Beth Pascall has set a new female fastest time on the Bob Graham Round – and recorded the fifth fastest time ever.
The 32-year-old Salomon athlete from the Peak District finished the traverse of 42 Lake District peaks, starting and finishing in Kewsick, on Friday in 14:34:26. That is 50 minutes faster than the previous female record of 15:24 set by Jasmin Paris in 2016.
The 106km route with 8600m of ascent is named after Bob Graham, who became the first person to do the route in less than 24 hours in 1932. His record stood until 1960.
Beth revealed that she has never enjoyed a race or a round as much. She said: “I was on a high for most of the day. There were times early on when I worried I’d gone off too hard and I couldn’t relax, but from leg four onwards it was a dreamy blur.

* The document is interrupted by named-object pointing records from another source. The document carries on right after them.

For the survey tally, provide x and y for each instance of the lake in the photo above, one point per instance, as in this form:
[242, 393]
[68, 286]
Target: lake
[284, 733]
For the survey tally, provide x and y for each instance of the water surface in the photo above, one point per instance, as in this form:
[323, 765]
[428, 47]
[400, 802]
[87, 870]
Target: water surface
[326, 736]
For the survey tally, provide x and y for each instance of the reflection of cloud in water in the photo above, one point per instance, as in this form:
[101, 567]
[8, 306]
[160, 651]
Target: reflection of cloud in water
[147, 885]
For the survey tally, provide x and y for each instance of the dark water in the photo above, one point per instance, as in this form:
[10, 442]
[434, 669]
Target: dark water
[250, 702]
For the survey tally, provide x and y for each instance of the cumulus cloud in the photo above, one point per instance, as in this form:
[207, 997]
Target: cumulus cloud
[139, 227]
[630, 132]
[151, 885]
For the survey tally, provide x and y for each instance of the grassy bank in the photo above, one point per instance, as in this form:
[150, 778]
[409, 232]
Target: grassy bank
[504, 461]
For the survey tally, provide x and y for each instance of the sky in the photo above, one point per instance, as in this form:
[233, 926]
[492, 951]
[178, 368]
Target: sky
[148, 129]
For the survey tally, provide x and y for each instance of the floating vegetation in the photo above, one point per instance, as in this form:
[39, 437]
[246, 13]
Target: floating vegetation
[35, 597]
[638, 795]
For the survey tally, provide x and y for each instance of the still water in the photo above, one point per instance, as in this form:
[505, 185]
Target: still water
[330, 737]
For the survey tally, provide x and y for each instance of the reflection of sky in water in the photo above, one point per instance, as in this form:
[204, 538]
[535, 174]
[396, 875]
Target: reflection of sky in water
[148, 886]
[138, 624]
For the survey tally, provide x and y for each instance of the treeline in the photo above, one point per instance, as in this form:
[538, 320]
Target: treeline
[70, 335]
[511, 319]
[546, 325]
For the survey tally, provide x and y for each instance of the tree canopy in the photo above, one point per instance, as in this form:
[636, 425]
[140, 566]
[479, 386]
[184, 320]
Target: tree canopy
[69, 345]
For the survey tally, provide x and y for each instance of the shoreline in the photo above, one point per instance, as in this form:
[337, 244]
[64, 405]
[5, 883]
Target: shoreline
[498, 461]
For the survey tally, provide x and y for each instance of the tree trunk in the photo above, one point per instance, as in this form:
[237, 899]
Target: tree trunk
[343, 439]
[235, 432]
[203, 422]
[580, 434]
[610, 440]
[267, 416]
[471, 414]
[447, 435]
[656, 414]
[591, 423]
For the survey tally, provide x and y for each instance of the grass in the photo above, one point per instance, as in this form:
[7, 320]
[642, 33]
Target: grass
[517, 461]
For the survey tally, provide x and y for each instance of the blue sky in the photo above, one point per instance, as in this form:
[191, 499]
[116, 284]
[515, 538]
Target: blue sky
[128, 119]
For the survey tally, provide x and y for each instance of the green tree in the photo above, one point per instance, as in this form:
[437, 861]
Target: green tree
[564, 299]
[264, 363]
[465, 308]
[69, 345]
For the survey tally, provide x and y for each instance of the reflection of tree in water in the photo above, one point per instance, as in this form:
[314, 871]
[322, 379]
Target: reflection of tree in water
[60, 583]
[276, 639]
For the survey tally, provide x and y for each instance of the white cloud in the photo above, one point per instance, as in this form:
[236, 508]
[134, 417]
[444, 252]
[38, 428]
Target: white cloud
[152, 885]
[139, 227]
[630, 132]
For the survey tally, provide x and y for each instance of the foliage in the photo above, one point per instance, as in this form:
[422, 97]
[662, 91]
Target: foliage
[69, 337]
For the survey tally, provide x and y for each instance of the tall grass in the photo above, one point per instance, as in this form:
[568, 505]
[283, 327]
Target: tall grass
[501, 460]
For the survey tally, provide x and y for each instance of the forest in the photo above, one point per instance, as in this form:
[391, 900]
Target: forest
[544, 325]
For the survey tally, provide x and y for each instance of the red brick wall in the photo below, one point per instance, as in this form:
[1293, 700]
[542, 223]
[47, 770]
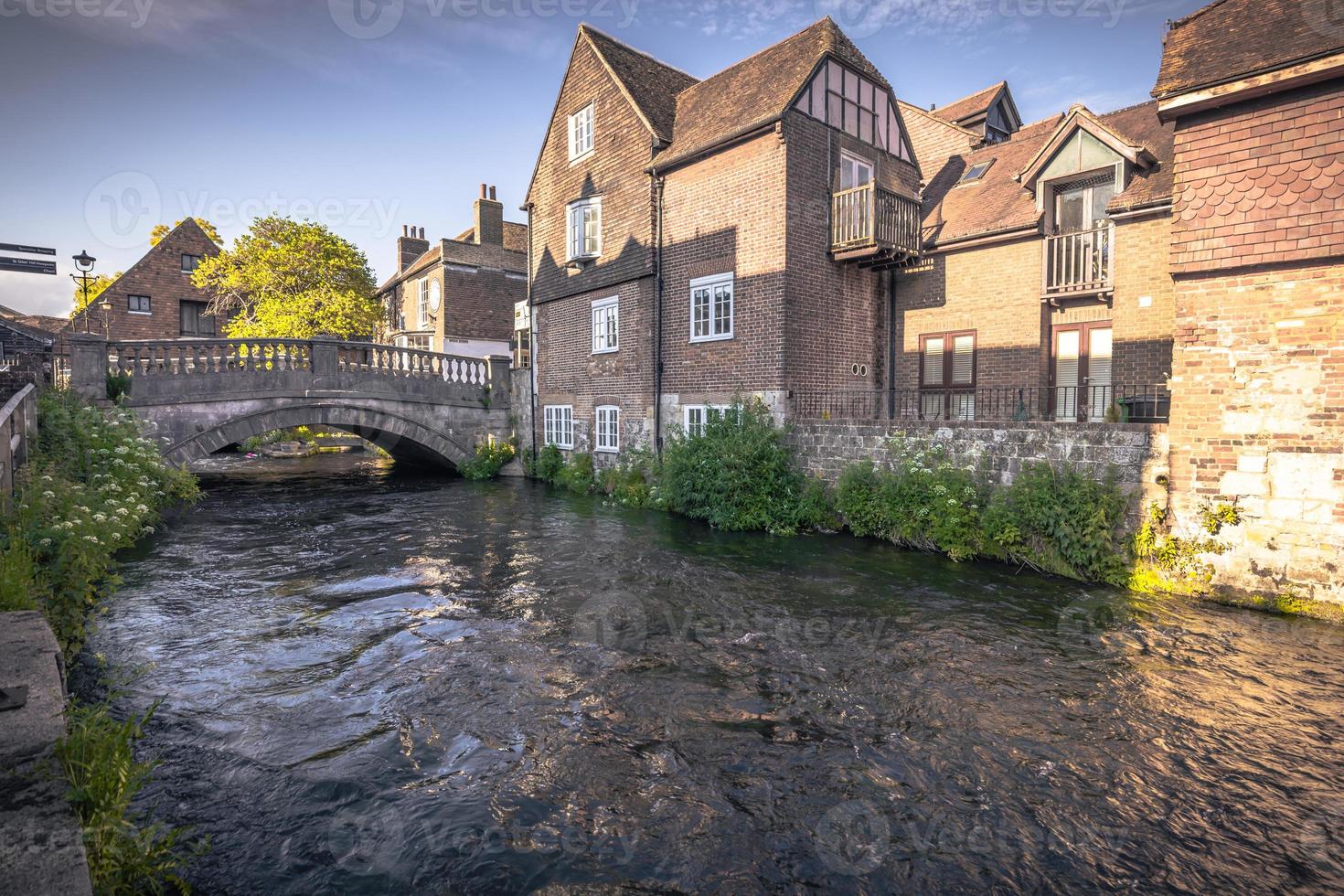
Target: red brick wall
[837, 314]
[726, 215]
[1258, 417]
[159, 275]
[1261, 182]
[569, 372]
[1258, 363]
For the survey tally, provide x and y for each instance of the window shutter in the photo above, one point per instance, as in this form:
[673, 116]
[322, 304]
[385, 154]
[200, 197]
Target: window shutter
[933, 361]
[963, 359]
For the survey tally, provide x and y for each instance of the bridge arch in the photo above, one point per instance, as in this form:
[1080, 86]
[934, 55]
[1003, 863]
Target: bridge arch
[406, 440]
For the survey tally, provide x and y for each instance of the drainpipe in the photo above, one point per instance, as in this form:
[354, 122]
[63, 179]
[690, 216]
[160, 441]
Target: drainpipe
[657, 315]
[531, 328]
[891, 344]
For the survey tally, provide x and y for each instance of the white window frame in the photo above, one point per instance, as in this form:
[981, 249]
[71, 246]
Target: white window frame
[851, 163]
[709, 283]
[581, 133]
[603, 309]
[577, 237]
[705, 412]
[558, 425]
[613, 427]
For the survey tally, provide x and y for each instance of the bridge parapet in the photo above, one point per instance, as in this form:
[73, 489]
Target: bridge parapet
[159, 369]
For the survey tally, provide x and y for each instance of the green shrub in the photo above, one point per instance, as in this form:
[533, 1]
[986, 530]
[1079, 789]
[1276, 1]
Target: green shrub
[91, 486]
[126, 855]
[577, 475]
[488, 461]
[549, 464]
[737, 475]
[634, 481]
[925, 501]
[1061, 521]
[117, 384]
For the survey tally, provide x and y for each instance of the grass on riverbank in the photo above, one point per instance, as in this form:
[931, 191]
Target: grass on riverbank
[93, 486]
[738, 473]
[126, 853]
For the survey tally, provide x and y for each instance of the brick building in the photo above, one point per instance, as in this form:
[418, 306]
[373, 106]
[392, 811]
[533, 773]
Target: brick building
[459, 294]
[1041, 292]
[155, 298]
[1255, 254]
[700, 240]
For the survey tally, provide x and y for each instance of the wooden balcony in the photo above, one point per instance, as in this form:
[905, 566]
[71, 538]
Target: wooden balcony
[1080, 263]
[874, 228]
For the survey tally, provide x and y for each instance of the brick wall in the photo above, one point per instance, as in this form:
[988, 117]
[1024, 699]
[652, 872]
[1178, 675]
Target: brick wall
[569, 372]
[1261, 182]
[726, 214]
[159, 275]
[1137, 453]
[1258, 417]
[614, 171]
[995, 291]
[1258, 360]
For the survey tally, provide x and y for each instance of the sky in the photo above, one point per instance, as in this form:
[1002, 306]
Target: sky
[369, 114]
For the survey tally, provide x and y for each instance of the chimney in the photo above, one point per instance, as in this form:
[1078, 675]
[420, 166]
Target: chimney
[489, 218]
[411, 246]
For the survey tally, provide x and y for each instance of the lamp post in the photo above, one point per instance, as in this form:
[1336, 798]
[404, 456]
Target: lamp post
[83, 263]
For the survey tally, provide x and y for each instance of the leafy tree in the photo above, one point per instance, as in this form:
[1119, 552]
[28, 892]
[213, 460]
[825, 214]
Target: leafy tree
[97, 283]
[291, 280]
[157, 234]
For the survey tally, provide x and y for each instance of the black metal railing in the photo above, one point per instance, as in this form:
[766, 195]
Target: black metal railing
[1110, 403]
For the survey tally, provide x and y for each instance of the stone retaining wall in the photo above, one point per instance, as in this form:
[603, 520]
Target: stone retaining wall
[1136, 452]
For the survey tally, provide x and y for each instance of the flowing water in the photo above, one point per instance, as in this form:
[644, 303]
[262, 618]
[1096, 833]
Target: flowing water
[379, 683]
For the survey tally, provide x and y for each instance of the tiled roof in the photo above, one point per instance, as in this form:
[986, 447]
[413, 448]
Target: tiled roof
[757, 91]
[998, 203]
[933, 139]
[652, 85]
[515, 237]
[1230, 39]
[43, 323]
[969, 106]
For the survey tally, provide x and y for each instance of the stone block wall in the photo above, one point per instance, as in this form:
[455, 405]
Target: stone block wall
[1136, 452]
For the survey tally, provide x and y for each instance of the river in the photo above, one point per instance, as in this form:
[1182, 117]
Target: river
[375, 681]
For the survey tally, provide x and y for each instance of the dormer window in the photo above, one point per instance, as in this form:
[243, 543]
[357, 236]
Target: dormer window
[976, 172]
[581, 133]
[585, 229]
[855, 105]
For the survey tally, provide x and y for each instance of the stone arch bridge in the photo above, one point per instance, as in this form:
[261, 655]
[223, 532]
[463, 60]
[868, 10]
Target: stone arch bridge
[197, 397]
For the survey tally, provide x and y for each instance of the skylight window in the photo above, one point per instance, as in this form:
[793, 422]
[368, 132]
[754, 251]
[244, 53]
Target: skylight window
[976, 171]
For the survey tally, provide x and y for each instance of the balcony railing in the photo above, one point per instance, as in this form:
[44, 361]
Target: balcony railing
[1080, 262]
[874, 223]
[1115, 403]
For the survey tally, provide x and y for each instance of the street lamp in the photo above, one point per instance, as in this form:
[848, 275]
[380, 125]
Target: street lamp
[83, 263]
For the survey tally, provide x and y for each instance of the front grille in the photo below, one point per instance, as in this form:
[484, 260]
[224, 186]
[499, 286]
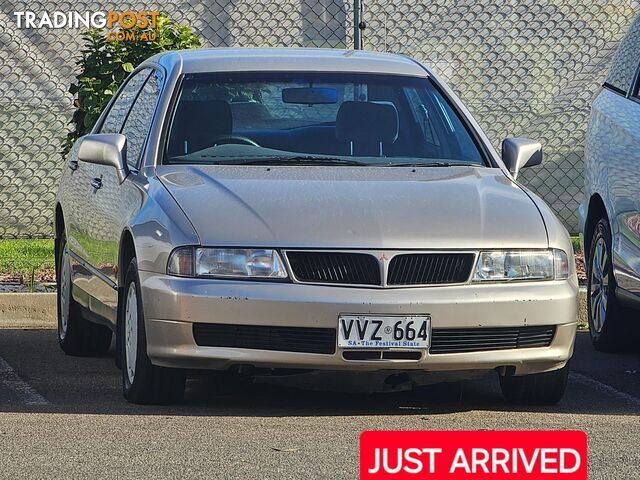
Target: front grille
[323, 340]
[335, 267]
[460, 340]
[430, 268]
[283, 339]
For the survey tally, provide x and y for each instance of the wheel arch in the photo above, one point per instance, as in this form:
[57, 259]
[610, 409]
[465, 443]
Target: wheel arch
[596, 211]
[58, 230]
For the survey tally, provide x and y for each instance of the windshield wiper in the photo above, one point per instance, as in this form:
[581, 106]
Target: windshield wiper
[431, 164]
[298, 160]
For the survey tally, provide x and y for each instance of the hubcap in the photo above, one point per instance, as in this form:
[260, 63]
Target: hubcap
[65, 293]
[131, 331]
[599, 285]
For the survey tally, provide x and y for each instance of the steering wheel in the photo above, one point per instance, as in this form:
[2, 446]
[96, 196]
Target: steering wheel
[233, 140]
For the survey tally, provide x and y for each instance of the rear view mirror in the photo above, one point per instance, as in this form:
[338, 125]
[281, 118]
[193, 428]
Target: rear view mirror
[310, 95]
[520, 153]
[105, 149]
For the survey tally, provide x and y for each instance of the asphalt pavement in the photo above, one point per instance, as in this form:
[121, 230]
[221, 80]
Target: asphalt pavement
[65, 417]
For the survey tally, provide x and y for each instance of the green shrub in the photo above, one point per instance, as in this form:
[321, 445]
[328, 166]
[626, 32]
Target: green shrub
[106, 63]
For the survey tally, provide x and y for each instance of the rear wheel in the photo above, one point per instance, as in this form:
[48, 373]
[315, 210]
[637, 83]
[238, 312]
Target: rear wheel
[537, 389]
[609, 322]
[143, 382]
[76, 335]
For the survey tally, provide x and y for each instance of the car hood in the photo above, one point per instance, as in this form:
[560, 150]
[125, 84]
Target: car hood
[355, 207]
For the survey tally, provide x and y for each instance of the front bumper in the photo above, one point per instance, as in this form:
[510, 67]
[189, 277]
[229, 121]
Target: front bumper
[172, 305]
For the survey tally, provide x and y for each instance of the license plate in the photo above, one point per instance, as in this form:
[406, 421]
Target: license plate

“I only had a couple of very minor low points. Ascending Calf Crag (leg 3) seemed hard. It was the first time I realised my legs weren’t quite as fresh as they had been. We only just made the split here and I wondered if it might be a gradual deterioration from there. Luckily, that wasn’t the case.
“I got some cramps in my quads on the climbs later on, but it was very manageable. That’s my only real physical complaint.”
Beth believes that a solid period of training during Covid-19 lockdown has contributed to her record time on the Bob Graham Round. She said: “I have probably just had the best training block of my life.
“I haven’t had a period of consistent, high volume training like that before. Certainly the absence of any races since February made a big difference. “
She said that a Bob Graham Round had always been a plan although she had nothing in the diary pre-Covid-19. She said: “When it became clear there would be no races for a while, the Bob Graham was the obvious thing to do.”
Killian Jornet holds the men’s Bob Graham Round record, which is only an hour and 42 minutes faster than Beth. Killian set his record of 12:52 in July 2018.
Beth’s other notable successes include fourth at UTMB in 2018, fourth at Western States in 2019 and she holds the FKT for the Cape Wrath Trail in four days, nine hours and 43 minutes.